Which Precision Do You Need?
| Application | Required Precision | Method |
|---|---|---|
| General satellite tracking | ~1 km | Simple GMST rotation |
| GPS applications | ~1-10 m | Include polar motion |
| Precise orbit determination | ~cm | Full IAU transformations |
| VLBI, geodesy | ~mm | Complete IERS conventions |
Common Pitfalls
1. Time System Confusion
GMST depends on time. Make sure you’re using:
- UTC for general applications
- UT1 for precise work
- TT (Terrestrial Time) for some astronomical calculations
2. Angle Units
Rotation matrices require angles in radians, but GMST is often calculated in degrees. Always convert before applying the rotation.
3. Sign Convention
The direction of rotation matters:
- ECI to ECEF: Rotate by +θ (or use the matrix shown above)
- ECEF to ECI: Rotate by -θ (transpose of the above matrix)
Getting the sign wrong will put your satellite on the opposite side of Earth!
4. Velocity Transformation
Position-only rotation works for static conversions. For dynamics, you must include the ω×r term for velocity.
5. Frame Variants
Different ECI frames (TEME, J2000, GCRF) require slightly different transformations.

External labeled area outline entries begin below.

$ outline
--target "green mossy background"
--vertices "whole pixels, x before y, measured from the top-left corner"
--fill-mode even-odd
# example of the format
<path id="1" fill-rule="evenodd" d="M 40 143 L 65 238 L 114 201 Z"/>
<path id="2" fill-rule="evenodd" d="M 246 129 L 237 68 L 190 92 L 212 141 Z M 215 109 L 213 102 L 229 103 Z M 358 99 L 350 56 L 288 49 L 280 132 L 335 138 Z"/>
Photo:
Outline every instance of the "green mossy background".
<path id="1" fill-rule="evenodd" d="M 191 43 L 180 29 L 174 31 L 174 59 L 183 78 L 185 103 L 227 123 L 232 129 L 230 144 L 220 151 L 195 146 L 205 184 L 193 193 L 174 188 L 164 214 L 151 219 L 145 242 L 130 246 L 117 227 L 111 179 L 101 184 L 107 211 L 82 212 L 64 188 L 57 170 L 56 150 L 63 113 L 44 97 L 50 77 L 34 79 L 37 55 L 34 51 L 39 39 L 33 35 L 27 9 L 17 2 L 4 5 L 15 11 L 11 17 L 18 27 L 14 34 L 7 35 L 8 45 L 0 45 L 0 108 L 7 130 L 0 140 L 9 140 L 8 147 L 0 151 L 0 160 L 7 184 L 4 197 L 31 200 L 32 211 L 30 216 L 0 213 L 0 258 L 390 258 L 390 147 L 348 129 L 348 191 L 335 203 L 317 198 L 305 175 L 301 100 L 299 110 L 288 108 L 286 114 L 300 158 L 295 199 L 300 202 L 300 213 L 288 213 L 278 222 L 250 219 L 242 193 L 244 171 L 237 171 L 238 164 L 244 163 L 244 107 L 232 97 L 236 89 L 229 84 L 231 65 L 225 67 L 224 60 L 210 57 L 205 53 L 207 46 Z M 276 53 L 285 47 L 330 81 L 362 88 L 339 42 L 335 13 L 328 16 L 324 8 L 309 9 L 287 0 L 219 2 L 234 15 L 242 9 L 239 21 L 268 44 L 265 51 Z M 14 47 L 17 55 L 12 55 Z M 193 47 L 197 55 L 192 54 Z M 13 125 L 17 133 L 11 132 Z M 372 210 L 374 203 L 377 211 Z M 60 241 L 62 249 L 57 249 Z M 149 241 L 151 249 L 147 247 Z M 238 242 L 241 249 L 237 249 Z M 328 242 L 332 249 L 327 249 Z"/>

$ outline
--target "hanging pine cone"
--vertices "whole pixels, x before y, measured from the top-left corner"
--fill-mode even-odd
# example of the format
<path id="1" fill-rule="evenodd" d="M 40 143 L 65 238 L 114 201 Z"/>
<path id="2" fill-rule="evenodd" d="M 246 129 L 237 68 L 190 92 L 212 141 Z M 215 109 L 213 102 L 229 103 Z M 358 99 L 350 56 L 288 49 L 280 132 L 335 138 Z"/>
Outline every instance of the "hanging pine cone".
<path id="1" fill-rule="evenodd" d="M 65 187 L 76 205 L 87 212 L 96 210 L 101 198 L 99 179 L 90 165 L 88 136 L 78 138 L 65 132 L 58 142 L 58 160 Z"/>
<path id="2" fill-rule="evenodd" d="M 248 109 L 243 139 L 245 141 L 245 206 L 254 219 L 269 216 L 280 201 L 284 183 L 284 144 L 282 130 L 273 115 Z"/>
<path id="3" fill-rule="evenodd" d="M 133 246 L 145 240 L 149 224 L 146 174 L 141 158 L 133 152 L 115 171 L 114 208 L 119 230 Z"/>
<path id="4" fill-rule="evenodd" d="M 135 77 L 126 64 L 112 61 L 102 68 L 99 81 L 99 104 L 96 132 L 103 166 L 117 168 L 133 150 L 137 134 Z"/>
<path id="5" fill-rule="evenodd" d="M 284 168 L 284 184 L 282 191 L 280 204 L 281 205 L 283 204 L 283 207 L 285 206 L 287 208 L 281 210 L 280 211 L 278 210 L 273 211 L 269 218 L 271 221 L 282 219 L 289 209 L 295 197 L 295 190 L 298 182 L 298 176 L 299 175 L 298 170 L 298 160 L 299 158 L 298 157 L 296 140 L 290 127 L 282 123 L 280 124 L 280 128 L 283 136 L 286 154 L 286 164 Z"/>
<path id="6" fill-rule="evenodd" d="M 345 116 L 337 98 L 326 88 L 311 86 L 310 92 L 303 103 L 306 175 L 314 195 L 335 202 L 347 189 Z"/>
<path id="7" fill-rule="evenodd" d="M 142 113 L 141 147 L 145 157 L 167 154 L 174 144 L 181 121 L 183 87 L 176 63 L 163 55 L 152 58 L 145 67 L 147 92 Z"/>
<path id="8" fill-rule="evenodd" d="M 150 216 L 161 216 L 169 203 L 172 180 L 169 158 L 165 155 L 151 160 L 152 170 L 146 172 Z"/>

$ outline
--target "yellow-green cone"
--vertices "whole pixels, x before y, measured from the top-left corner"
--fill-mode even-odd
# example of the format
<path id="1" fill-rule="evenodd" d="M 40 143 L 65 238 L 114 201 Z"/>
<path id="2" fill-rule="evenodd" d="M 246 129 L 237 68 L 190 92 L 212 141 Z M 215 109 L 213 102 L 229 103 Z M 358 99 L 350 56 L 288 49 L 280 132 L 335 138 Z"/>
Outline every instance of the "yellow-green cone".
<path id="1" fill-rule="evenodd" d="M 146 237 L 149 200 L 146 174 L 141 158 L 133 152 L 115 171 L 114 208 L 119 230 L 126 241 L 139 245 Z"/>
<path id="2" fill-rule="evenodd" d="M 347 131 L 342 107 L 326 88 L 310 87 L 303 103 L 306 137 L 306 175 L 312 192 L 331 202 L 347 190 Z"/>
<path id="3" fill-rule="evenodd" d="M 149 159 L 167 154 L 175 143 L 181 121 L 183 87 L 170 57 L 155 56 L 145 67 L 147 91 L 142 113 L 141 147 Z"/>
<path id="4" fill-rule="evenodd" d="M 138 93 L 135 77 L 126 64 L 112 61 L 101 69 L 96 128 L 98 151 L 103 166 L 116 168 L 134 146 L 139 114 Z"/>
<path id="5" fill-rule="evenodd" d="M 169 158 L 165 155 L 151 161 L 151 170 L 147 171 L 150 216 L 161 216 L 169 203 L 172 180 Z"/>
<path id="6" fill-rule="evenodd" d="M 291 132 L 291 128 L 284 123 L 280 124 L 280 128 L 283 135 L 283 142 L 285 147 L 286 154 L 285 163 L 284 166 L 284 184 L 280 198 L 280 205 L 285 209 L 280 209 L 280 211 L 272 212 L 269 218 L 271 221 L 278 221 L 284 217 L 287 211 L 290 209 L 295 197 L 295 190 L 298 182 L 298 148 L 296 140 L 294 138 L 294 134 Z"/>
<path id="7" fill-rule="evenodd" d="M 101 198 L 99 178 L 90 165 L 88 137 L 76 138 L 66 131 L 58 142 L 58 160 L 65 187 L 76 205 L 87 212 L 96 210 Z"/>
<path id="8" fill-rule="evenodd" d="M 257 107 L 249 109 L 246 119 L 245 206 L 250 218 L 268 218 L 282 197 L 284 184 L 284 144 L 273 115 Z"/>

Know which frame your source data uses.
Using Our Tools
Our Reference Frame Converter handles ECI ↔ ECEF conversions automatically:
- Enter coordinates in ECI or ECEF
- Specify the date and time
- Get converted coordinates instantly
The tool handles GMST calculation and applies the proper rotation matrix.
Summary
| Aspect | ECI → ECEF | ECEF → ECI |
|---|---|---|
| Operation | Rotate by +GMST | Rotate by -GMST |
| Matrix | R(θ) | R(θ)ᵀ = R(-θ) |
| Z-component | Unchanged | Unchanged |
| Time-dependent | Yes (Earth rotates) | Yes |
Key takeaways:
- ECI and ECEF differ by Earth’s rotation angle (GMST)
- Conversion is a simple rotation about the Z-axis
- The angle depends on time—Earth rotates ~360° per sidereal day
- For velocity, include the ω×r rotational term
- Higher precision requires precession, nutation, and polar motion corrections
- Always verify your time system and angle units
Understanding this conversion bridges the gap between orbital mechanics (computed in ECI) and real-world applications like ground stations and GPS receivers (which use ECEF).